Soprattutto cadono a picco i ricavi delle aziende produttrici, con una flessione pari al 30% e anche oltre per alcune varietà medio tardive – tra cui Williams che è molto diffusa -, visto l’andamento commerciale che va via via peggiorando.
Dall’indagine effettuata da Confagricoltura Emilia Romagna si evince infatti che il 55% delle pere Carmen consegnate è di piccolo calibro, +55/65 (nel 2020 era il 44%), come pure il 50% delle pere Santa Maria (nel 2020 era il 31%). Lo “scartato” – quella parte di prodotto non adatta alla vendita diretta perché non perfetta, quindi destinata all’industria di trasformazione -, è notevolmente superiore ai quantitativi delle annate precedenti, tale da raggiungere il 25% del totale conferito (nel 2020 era solo il 15%).
A ridurre in briciole il reddito dell’agricoltore sono, da un lato, i rincari dei costi energetici e di produzione, dall’altro il prezzo all’origine troppo basso. Ossia: «Il costo del gasolio agricolo è raddoppiato; il costo della risorsa idrica e dell’irrigazione è cresciuto di sei volte tanto». Non solo, si allarga a dismisura la forbice tra i prezzi al campo e quelli sui banchi del supermercato. «Oggi il consumatore compra a prezzi dieci volte superiori rispetto a quanto riconosciuto all’agricoltore. Negli altri settori il produttore stabilisce il prezzo di vendita, ma in agricoltura no: commercianti e GDO dettano le leggi del mercato e fissano il prezzo da pagare al coltivatore. È una legge del “taglione” ma nessuno ne parla, neanche alla vigilia delle elezioni politiche», va giù pesante il presidente dei frutticoltori di Confagricoltura Emilia Romagna.

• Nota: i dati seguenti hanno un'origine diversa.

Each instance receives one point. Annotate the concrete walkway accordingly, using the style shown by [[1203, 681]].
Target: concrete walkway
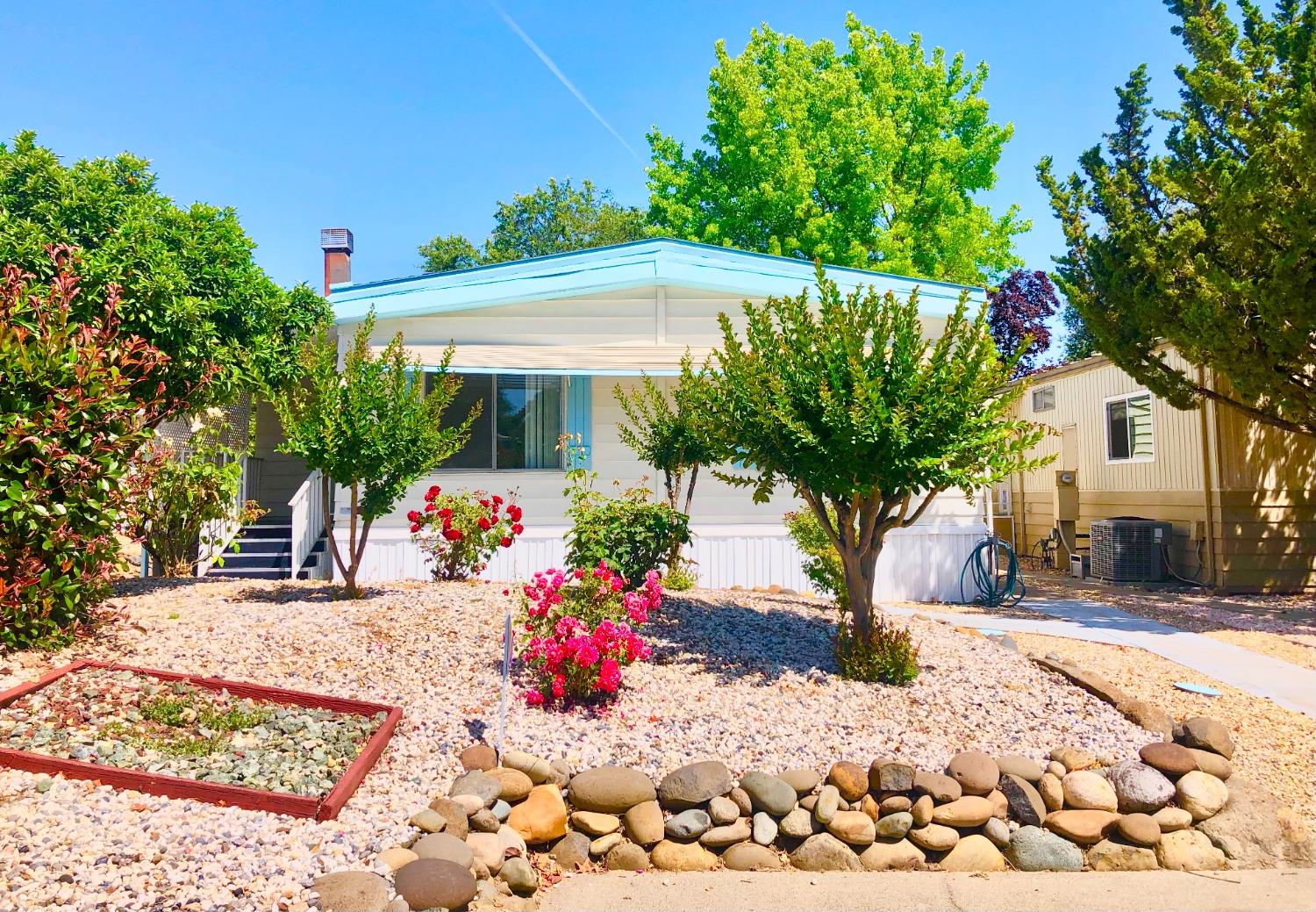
[[1291, 686], [919, 891]]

«Stavolta la pericoltura italiana rischia davvero di scomparire per gli effetti del grande caldo e di eventi estremi quali la tempesta che ha investito il bacino produttivo tra il 17 e 19 agosto scorso, che si aggiungono alla scarsa disponibilità d’acqua e alla proliferazione di patogeni e virosi spesso mortali per la pianta, fattori questi ultimi che si alimentano proprio sotto la spinta degli stress climatici. Con essa se ne va per altro una eccellenza regionale e un patrimonio ambientale impareggiabile: l’Emilia-Romagna ha già perso più di 50.000 ettari di frutteti in 25 anni». Piccinini punta il dito contro «la voragine aperta dalla revisione delle strategie di difesa fitosanitaria voluta da Bruxelles, complice di aver tolto strumenti utili agli agricoltori senza offrire soluzioni alternative» e rinnova l’appello ad «accelerare il passo, in ambito europeo, sull’uso delle più avanzate biotecnologie sostenibili, per adattare ai cambiamenti climatici le varietà e le tecniche colturali, portainnesti e sistemi di allevamento».
La lunga stagione siccitosa, resa ancora più pesante dalla mancanza di bacini irrigui, ha affossato anche la produzione di pesche, nettarine e albicocche, attestando “fuori pezzatura” fino al 30% del raccolto 2022 e provocando in parte il collasso delle piante stesse.
Confagricoltura Emilia Romagna rimarca la necessità di sostegni in tempi rapidissimi per salvare posti di lavoro e produzioni di qualità ed evitare pesanti ricadute anche sull’indotto economico del territorio.
Si attende a breve la convocazione di un Tavolo frutticolo regionale richiesto da Confagricoltura e da altre rappresentanze agricole per fronteggiare l’emergenza.